Mekedatu is close to Biligundulu, the entry point of Cauvery into Tamil Nadu, on the inter-state border.

The Chief Minister also asked the PM to direct the Union Ministry of Environment and Forests not to accord clearance to such ‘illegal’ projects as it does not have prior consent of Tamil Nadu, the lower riparian State.

“The proposal of Karnataka is completely illegal and is causing great alarm and apprehension in Tamil Nadu, as it would affect the natural flow of Cauvery river considerably and would severely affect the irrigation in Tamil Nadu,” the Chief Minister said.

“The proposed reservoirs are new schemes not contemplated in the final order of the Cauvery Tribunal. Besides, the Tribunal had prescribed the total quantity of water to be used for consumptive use,” the Chief Minister said in her letter dated September 2, to the Prime Minister.

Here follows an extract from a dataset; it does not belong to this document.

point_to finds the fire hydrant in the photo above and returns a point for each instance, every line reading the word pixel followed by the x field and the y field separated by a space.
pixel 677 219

In this connection, she referred to media reports that Karnataka has proposed to utilise the surplus water of the Hemavathy and the Krishnarajasagar reservoirs at an estimated cost of Rs 500 crore to Rs 600 crore for drinking water schemes. 

The Chief Minister pointed out that her repeated request to him to instruct the Ministry of Water Resources to constitute the Cauvery Management Board and the Cauvery Water Regulation Committee, for ensuring the effective implementation of the final order of the Tribunal, was yet to be acceded to. “In the absence of such a monitoring mechanism, the stand of Karnataka Minister that there is no impediment to executing the scheme of construction of a reservoir as the final order has been notified is wholly untenable,” she said and added that in a federal structure, no upper riparian State could unilaterally interfere with the natural flow of an inter-State river without the consent and concurrence of the lower riparian State.

The Chief Minister also recalled that Tamil Nadu had filed an interlocutory application in the Supreme Court to restrain the Karnataka government from executing the Shivasamudram and Mekedatu hydro electric projects on its own. It had also sought a direction to the Centre to execute the Shivasamudram, Mekedatu, Hogenakkal and Rasimanal hydel projects as a package through the National Hydro Power Corporation Limited or any other appropriate Central Power Generation utility so as to derive the maximum power potential. The civil appeals as well as the interlocutory application were pending in the SC and therefore, the entire matter is sub judice.